Construction of the canal began on July 8, 1872. The isthmus between Sturgeon Bay and Lake Michigan was heavily forested. The historic photo to the upper left shows the route of the canal being cleared of trees and brush. Note the temporary railway constructed to transport materials in and out of the worksite. The Depression of 1873 held up the work for three years. Construction resumed in 1877 and on June 28, 1878 at 7:30 p.m., the final dirt barrier was removed to connect the waters of Sturgeon Bay and Lake Michigan. In 1879, the three-masted schooner America bound for Chicago with a load of lumber would become the first loaded ship towed through the canal.
It would take another four years to make the 7,400-foot canal suitable for safe, routine passage of the sailing vessels of the 1880s. Steam dredges were used to deepen the canal to navigational depth and pile drivers aboard barges, as seen in the photo on the left, installed and improved the timber all that supported the canal bank. The first full year of operation in 1882 saw 415 ships passing through the canal. Ten years later that number had increased nearly tenfold to 3,949 ships.
During the early years of the canal, a tow charge was levied on ships passing through. Local tug owners provided towing services for the ships using the canal and competition was intense - whoever got to a ship first got the job. Ship owners soon discovered that they could dramatically reduce costs by linking up and being towed through in a group. At times, as many as six sailing ships were joined by towlines for their passage through the narrowest part of the canal.
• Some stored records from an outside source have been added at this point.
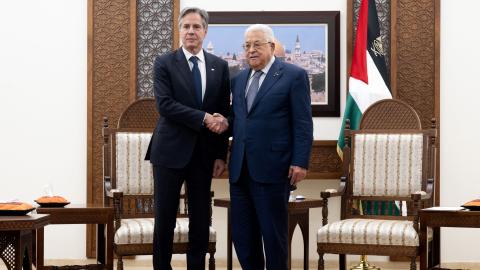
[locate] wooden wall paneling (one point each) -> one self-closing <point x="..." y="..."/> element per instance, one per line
<point x="109" y="74"/>
<point x="132" y="96"/>
<point x="418" y="62"/>
<point x="112" y="77"/>
<point x="393" y="48"/>
<point x="414" y="56"/>
<point x="324" y="161"/>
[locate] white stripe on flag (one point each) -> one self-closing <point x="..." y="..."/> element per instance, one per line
<point x="367" y="94"/>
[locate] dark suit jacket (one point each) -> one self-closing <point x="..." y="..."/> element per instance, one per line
<point x="278" y="130"/>
<point x="180" y="126"/>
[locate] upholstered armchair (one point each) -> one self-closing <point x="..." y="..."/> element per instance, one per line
<point x="390" y="158"/>
<point x="128" y="185"/>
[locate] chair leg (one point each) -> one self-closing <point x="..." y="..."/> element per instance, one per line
<point x="119" y="263"/>
<point x="211" y="261"/>
<point x="321" y="262"/>
<point x="342" y="262"/>
<point x="413" y="263"/>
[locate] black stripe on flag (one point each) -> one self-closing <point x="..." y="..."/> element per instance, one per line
<point x="374" y="42"/>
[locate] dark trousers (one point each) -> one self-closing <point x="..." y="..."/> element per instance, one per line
<point x="168" y="183"/>
<point x="260" y="212"/>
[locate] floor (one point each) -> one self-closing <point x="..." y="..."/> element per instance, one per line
<point x="330" y="265"/>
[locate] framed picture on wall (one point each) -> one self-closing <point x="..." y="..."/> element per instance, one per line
<point x="308" y="39"/>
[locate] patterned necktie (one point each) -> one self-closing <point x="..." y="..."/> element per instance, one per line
<point x="253" y="89"/>
<point x="197" y="79"/>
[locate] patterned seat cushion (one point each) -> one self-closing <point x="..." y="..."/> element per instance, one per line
<point x="140" y="231"/>
<point x="387" y="164"/>
<point x="369" y="231"/>
<point x="134" y="173"/>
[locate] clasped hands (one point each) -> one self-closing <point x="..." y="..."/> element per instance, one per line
<point x="216" y="123"/>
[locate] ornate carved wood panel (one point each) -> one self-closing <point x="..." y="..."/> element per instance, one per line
<point x="155" y="31"/>
<point x="112" y="66"/>
<point x="414" y="62"/>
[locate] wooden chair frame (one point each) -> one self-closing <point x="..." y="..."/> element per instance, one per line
<point x="139" y="117"/>
<point x="380" y="119"/>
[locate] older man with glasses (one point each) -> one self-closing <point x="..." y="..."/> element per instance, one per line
<point x="272" y="129"/>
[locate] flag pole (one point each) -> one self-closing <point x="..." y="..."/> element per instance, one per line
<point x="364" y="265"/>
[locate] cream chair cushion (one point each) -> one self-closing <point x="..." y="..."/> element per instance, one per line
<point x="140" y="231"/>
<point x="134" y="173"/>
<point x="387" y="164"/>
<point x="369" y="231"/>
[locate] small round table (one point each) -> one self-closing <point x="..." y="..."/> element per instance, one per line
<point x="297" y="214"/>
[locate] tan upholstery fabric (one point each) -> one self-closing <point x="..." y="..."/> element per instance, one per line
<point x="134" y="174"/>
<point x="140" y="231"/>
<point x="369" y="231"/>
<point x="387" y="164"/>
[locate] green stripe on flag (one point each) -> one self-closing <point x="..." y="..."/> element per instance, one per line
<point x="353" y="113"/>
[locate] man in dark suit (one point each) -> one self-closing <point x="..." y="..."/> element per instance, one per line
<point x="272" y="138"/>
<point x="189" y="85"/>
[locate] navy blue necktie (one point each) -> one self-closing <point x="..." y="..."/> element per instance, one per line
<point x="197" y="79"/>
<point x="253" y="89"/>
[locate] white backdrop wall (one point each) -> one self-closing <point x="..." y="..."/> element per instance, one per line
<point x="43" y="58"/>
<point x="43" y="95"/>
<point x="459" y="95"/>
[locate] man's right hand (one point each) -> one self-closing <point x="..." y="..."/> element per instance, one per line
<point x="216" y="123"/>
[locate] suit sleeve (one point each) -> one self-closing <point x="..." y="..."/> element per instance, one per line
<point x="222" y="147"/>
<point x="302" y="124"/>
<point x="166" y="104"/>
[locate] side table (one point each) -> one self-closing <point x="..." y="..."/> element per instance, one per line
<point x="16" y="233"/>
<point x="100" y="215"/>
<point x="436" y="217"/>
<point x="298" y="213"/>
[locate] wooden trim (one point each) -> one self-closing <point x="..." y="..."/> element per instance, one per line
<point x="393" y="47"/>
<point x="90" y="5"/>
<point x="437" y="99"/>
<point x="132" y="93"/>
<point x="350" y="28"/>
<point x="176" y="13"/>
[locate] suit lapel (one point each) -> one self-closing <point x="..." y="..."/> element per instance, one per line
<point x="185" y="72"/>
<point x="274" y="73"/>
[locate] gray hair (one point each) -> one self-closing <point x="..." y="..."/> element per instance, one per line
<point x="203" y="14"/>
<point x="265" y="29"/>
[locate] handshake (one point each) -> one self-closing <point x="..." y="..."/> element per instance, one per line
<point x="216" y="122"/>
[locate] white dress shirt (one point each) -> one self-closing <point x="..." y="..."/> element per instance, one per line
<point x="201" y="66"/>
<point x="262" y="77"/>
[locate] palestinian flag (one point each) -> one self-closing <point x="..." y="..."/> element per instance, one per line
<point x="368" y="80"/>
<point x="368" y="83"/>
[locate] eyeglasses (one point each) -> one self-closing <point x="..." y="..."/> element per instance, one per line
<point x="255" y="45"/>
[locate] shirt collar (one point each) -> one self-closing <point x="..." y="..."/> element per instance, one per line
<point x="200" y="55"/>
<point x="266" y="68"/>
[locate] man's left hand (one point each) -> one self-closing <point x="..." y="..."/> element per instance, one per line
<point x="218" y="167"/>
<point x="296" y="174"/>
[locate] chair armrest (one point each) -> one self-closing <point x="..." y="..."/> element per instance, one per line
<point x="331" y="193"/>
<point x="109" y="191"/>
<point x="424" y="195"/>
<point x="334" y="192"/>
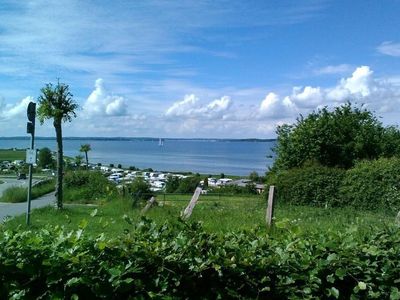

Profits never really kept up with expenses and in 1893 the private investor group sold all interest in the canal to the United States government and the U.S. Army Corps of Engineers assumed maintenance of the canal. The Corps of Engineers expanded the project to include dredging and improvement to the navigation channel traversing Sturgeon Bay. This work stretched from the mouth of the canal on Lake Michigan to Sherwood Point to the west where the waters of Sturgeon Bay open onto Green Bay.
The original canal through the isthmus was 7,400 feet long (2.3 km), 100 feet wide (32.2 m), and 6 feet deep (1.9 m). If the improvements to the entire Sturgeon Bay navigating channel are included, the modern-day "canal" is 7 miles long (11.3 km), 125 feet wide (38m), and 16 1/2 to 21 1/2 feet deep (5 to 6 1/2 m). North and South jetties extend 1,350 feet into Lake Michigan.
Three famous lighthouses mark the course of the canal, including the Sturgeon Bay Ship Canal Lighthouse at the eastern entrance on the grounds of Coast Guard Station Sturgeon Bay; the Sturgeon Bay Ship Canal North Pierhead Light on end of the north jetty extending into Lake Michigan; and the Sherwood Point Lighthouse in Idlewild, on the far western end, on the southern shore of the outer edge of Sturgeon Bay.
This photo taken from the pilothouse of the lake freighter Paul R. Tregurtha shows the bow of the ship entering the ship canal from Lake Michigan. Because of their immense size and the added safety of modern navigating technology, large freighters no longer utilize the canal routinely. However, each January visitors can enjoy the spectacle of these behemoths, some as long as 1000 feet in length, making their way down the canal and through the Sturgeon Bay bridges as they arrive at Bay Shipbuilding Company for winter layup. This extraordinary sight is repeated in March when the "winter fleet" departs to begin the new shipping season.